На допросе выяснилось, что Франц Цингет родом из Гамбурга, уже восемнадцать лет состоит в Коммунистической партии Германии. За свои политические убеждения он два с половиной года просидел в тюрьме, а затем был призван в армию и отправлен на фронт.
Малкин внимательно слушал пленного.
Далее Цингет рассказал, что его брат, тоже металлист, функционер КПГ, в настоящее время находится в концлагере. Когда Франц заговорил об этом, на его лицо легла печать глубокой печали. Затем, несколько оживившись, он заговорил о немцах, о рабочих, о компартии своей страны. Печаль его постепенно рассеялась. Все, по его словам, были в чем–то виноваты и заслуживали не доверия, а наказания за свои ошибки, и это наказание должно было их образумить.
Толик внимательно следил за пленным. То, что ему было непонятно, а он с каждым днем старался все лучше и лучше узнать немцев, ему объяснял сидевший рядом с ним Эберле.
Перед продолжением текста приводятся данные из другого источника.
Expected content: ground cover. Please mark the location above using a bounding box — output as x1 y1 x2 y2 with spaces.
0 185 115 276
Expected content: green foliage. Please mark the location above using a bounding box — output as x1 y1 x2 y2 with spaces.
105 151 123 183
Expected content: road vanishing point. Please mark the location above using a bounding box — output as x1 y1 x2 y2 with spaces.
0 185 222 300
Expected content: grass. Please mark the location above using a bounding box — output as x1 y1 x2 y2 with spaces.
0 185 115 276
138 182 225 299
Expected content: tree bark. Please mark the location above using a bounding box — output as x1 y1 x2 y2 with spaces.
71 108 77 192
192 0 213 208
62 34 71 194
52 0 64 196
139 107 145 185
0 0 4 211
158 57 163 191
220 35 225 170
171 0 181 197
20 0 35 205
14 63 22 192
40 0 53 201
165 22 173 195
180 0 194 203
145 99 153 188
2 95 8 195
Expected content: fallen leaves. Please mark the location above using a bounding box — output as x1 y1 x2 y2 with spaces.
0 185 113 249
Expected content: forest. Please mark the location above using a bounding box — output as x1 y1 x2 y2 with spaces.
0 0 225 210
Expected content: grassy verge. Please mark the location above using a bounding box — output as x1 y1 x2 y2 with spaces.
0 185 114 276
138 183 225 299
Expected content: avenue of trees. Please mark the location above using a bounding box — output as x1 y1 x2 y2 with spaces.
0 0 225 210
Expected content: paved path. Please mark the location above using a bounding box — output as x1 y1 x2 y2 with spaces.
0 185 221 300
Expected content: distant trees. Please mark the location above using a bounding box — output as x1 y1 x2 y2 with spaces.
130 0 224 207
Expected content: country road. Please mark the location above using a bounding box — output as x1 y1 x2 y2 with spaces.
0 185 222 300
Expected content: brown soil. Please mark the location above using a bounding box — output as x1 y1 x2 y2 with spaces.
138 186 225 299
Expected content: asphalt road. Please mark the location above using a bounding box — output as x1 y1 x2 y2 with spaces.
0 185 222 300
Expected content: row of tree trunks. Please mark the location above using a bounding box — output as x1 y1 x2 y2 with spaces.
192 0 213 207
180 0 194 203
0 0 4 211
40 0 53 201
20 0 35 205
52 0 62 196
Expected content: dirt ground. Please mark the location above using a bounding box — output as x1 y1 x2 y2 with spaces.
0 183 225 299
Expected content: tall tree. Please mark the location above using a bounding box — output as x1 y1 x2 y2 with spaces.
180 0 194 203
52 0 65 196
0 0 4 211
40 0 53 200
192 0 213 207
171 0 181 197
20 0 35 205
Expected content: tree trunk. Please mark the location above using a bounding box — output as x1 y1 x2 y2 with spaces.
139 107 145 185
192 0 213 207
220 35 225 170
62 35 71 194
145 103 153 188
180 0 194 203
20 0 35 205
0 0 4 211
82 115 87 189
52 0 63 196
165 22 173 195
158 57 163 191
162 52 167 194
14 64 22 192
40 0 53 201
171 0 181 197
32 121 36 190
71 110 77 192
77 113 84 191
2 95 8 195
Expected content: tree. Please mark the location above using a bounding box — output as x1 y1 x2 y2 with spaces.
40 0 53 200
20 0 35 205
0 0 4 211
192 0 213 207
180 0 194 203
Франц Цингет не понравился Анатолию, более того, он произвел на юношу отталкивающее впечатление. Эберле, который все время пытался шутить, казался Анатолию гораздо симпатичнее. Капитан Малкин был доволен текстом для передачи, который написал Франц Цингет.
Спустя полчаса Анатолий сидел на ротном НП и слушал, как Эберле зачитывает текст воззвания, написанный Цингетом, через ОГУ. Сам Цингет молча сидел рядом, глядя в пустоту перед собой.
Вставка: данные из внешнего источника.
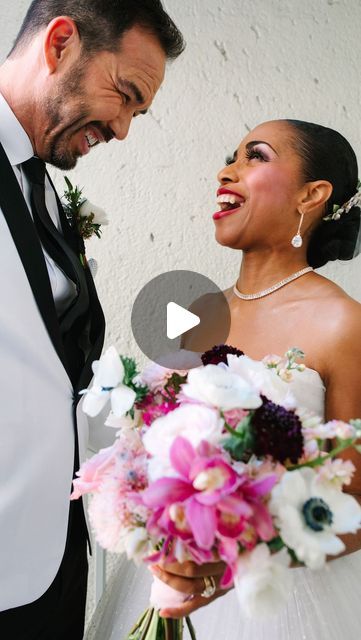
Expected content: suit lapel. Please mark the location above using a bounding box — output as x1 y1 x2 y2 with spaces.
47 173 105 396
76 267 105 403
0 144 71 378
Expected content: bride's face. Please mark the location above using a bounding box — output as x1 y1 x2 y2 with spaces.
213 121 304 251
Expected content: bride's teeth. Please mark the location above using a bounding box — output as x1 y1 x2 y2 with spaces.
217 193 244 207
85 131 98 147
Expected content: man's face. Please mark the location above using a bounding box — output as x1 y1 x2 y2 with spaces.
35 27 166 170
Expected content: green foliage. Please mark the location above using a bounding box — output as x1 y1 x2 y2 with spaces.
64 176 101 240
223 412 254 460
267 536 285 553
120 356 149 404
164 373 187 400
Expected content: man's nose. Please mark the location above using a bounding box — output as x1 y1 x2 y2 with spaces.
109 112 133 140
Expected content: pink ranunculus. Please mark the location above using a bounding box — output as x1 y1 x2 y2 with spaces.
139 362 188 393
223 409 249 429
70 445 115 500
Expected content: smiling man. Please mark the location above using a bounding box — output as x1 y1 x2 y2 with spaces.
0 0 184 640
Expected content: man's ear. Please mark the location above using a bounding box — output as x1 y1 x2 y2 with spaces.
43 16 80 73
299 180 333 213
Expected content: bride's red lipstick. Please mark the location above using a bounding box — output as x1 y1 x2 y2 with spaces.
213 187 245 220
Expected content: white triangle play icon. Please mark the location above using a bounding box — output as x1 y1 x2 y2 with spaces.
167 302 201 340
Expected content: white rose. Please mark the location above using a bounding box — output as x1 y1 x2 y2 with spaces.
182 364 262 411
234 543 292 619
227 354 296 409
79 200 109 225
143 404 224 481
269 467 361 569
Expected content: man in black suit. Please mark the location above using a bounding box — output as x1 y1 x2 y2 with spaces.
0 0 184 640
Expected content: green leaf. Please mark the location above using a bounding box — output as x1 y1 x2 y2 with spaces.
267 536 285 553
287 547 303 564
223 412 254 460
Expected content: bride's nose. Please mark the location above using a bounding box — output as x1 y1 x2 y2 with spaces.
217 162 238 185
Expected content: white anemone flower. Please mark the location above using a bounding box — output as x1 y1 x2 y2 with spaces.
182 364 262 411
81 347 136 418
270 467 361 569
227 354 299 409
234 543 293 618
Нет, это спокойствие не понравилось Толику. Во всяком случае, его никак нельзя было сравнить со спокойствием, каким обладал Виктор Андреевич.
— Эй, люди! — крикнул Эберле в микрофон в самом конце передачи. — Если вы хорошо слушали, то поняли, что с вами говорил не кто–нибудь, а вахтмайстер Эберле из пятой роты…
— Все это треп! Вахтмайстер Эберле убит! Скажи лучше, откуда ты родом?! — крикнул кто–то из немецких окопов.
— Я из Мюнхена, по профессии металлист. Только я немного лучше вас понял, что такое хорошо и что такое плохо…
— Если ты из Мюнхена, то спой нам самую популярную в городе песенку.
Эберле рассмеялся прямо в микрофон:
— А почему бы и не спеть!.. Навостри–ка получше уши!
В этот момент Цингет наклонился к Эберле и что–то прошептал ему на ухо. Эберле кивнул и пробормотал:
— Очень хорошо! — Наклонившись к микрофону, он сказал: — Да, я вам вот что еще хотел сообщить: рядом со мной сидит камарад из третьей роты. Он мне только что как раз поведал, что наделал со страху Берендт из первого взвода. — И Эберле громко засмеялся. — А теперь я вам спою!
И он запел о придворном пивоваре. Цингет подпевал ему. Вдвоем они допели песню до конца. Когда песня смолкла, из немецкого окопа послышались аплодисменты.